Boost logo

Boost :

From: Seth (bugs_at_[hidden])
Date: 2022-08-22 02:57:10


Disclosure: I've followed the evolution of the library with some interest on
cppslack. Hence I may be consciously/sub-consciously primed to see some of the
choices that went into the library as "sensible".

# What is your evaluation of the potential usefulness of the library?

It's useful especially for applications dealing with network (Asio, Beast, Mysql) but obviously beyond

# What is your evaluation of the design?

I won't call it user-friendly, but seems to achieve the goals that it was set
out to achieve well, which means focusing on versatility and control,
inevitably sacrificing some ease-of-use.

Like some of the earlier reviewers, I also have some concerns over introducing
non-owning vocabulary type. I do appreciate the design choice though, because I
think it ultimately fits the Boost ecosystem best - favoring
performance/versatility over ease of use.

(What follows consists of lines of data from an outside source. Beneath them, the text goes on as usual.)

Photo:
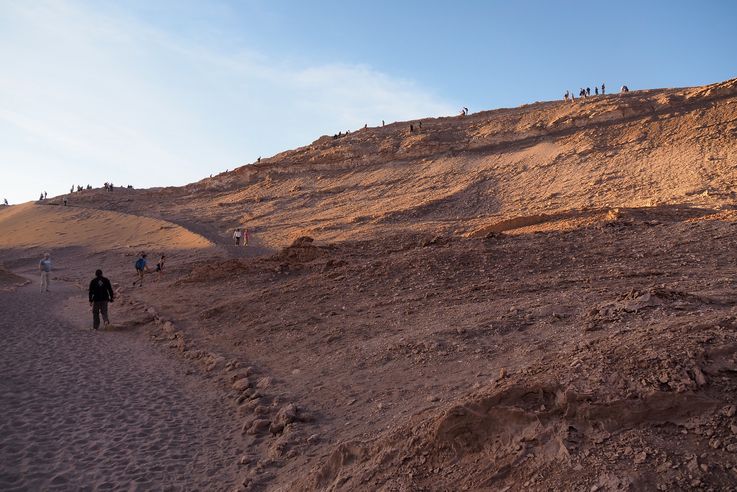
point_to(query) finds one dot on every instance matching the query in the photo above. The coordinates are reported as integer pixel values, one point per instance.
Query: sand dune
(534, 298)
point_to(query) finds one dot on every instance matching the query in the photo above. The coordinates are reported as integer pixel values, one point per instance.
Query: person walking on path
(141, 268)
(160, 267)
(44, 267)
(101, 292)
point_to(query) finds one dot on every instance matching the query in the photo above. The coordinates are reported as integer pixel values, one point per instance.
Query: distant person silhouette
(44, 266)
(100, 293)
(141, 268)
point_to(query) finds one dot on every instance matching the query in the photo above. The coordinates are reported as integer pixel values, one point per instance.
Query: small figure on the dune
(160, 267)
(44, 266)
(141, 268)
(100, 293)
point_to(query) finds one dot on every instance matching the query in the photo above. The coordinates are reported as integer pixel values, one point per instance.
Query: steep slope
(538, 298)
(642, 148)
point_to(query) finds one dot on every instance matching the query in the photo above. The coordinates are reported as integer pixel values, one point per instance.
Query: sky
(163, 93)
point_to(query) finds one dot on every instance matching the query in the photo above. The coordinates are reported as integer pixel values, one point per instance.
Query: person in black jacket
(101, 292)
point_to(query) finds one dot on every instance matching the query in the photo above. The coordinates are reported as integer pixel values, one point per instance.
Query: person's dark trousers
(97, 308)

In contrast to others, I think the choice of Nomenclature, namely URL
everywhere _except_ in the grammar domain (the parse function names) is a very
elegant one: it avoids the historical naming swamp (by choosing the URL camp)
while still making it abundantly clear what parts of RFC are referenced.

Other libraries don't always expose accurate terms (`authority`, `URI
reference`) and it leads to confusion, e.g. python3:

    In [1]: from urllib.parse import urlparse
    In [2]: urlparse('localhost:5555')
    Out[2]: ParseResult(scheme='', netloc='', path='localhost:5555', params='', query='', fragment='')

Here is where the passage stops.